Initially, we decided to focus on other, more approachable personas. But we quickly realized our campaigns and marketing efforts could never reach their full potential if we didn’t figure out how to reach this elusive bunch of professionals.
After a lot of strategy, content creation and ol’ fashion hard work, we are starting to see engagement from the C-suite. In fact, after receiving our last targeted email, the CEO of a target organization opened our email within minutes of it landing in his inbox, clicked through to our featured content and even requested a consultation. This is just one example of tangible success.
So how can we mere marketers convince executives to spend time with our content? Here are few ways to get the content and strategy you spend hours perfecting in front of its intended audience—the C-suite:
Newsletters admittedly seem a little old school, but the truth is they still work. According to the Quartz Insights Global Executives Study, 60 percent of executives read an email newsletter as one of their daily news sources.
In the tech world, specifically, nearly half of executives say they rely on email newsletters for industry specific news.
But like we said, executives are busy. This means your newsletters need to be worthwhile to these professionals if you expect them to subscribe. Here are a few guidelines for securing those leads:
Segment your audience and distribute targeted content: The information provided in your newsletters needs to be extremely relevant to your audiences. This is best achieved by implementing a sophisticated segmentation strategy and creating content driven by their pain points. Additionally, the content needs to include information not easily accessed elsewhere on the Internet. If you are just saying the same thing as everyone else, there is no way busy executives will stick around.
Make it mobile friendly: More than 60 percent of executives primarily use mobile devices to consume news. With the wide array of smartphone and tablet sizes, your newsletter should encompass a responsive design.

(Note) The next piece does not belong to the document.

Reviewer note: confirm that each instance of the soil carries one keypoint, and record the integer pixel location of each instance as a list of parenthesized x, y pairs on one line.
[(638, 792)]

Send it in the early morning: While most executives admit to spending at least 30 minutes a day on news consumption, about 60 percent prefer to get their news in the morning, especially upon waking.
While it is difficult to imagine the CEO of a successful company sharing viral videos of cats and kids with the flyest moves you’ve ever seen (you’re welcome), they are willing to share content—if they find it valuable. More than 9 out of 10 tech executives would share useful content, preferably via their computers and mobile phones.
And their favorite platform for sharing? Email by a mile.
We all know word-of-mouth marketing is still extremely valuable, especially when it comes from a trusted executive. So if you want your audience members to share with their contacts, make sure your content can be forwarded with the click of a button, no matter the device.
According to Google, influencers in the B2B research process are increasingly becoming younger and found outside the C-suite. “While 64 percent of the C-suite have final sign off, so do almost a quarter (24 percent) of the non-C-suite. What's more, it's the latter that has the most influence; 81 percent of non-C-suiters have a say in purchase decisions.”
At Kuno, as we create user profiles, we always include primary personas as well as influencer personas. Don’t overlook this group of advocates—you may be giving up 81 percent of purchases.
Here are some stats marketers, especially those vying for time with organizations’ top dogs, can no longer ignore:
About 75 percent of executives said they watch work-related videos on business-related websites at least weekly
More than half (52 percent to be exact) watch work-related videos on YouTube at least weekly
About 65 percent of all executives have visited a vendor’s website after watching a video. Younger executives, however, may be more fully engaged with this type of media, and appear more likely to make a purchase, call a vendor, or respond to an ad.
These stats were from a study conducted by Forbes back in 2010, and the use of video not only keeps growing but also continues to become more and more important. In fact, 61 percent of executives in 2013 said they would rely more heavily on business-class video in the next 5 to 10 years, according to Cisco. Imagine those numbers in a 2017 report or a 2020 report, which is less than five years away!
Major brands like Cisco, HubSpot and Intel have already begun producing video channels their customers have come to rely on. But you don’t need to spend a fortune with a professional production company to create your own. Here are some tips for kicking off video marketing for your company.
Executives are indeed busy people, but they are desperate for high quality, relevant information just as much as anyone else. By creating targeted, mobile-friendly newsletters that are easy to share, enlisting the help of those not in the C-suite and building a video library, you can expect to start seeing executive engagement with your content.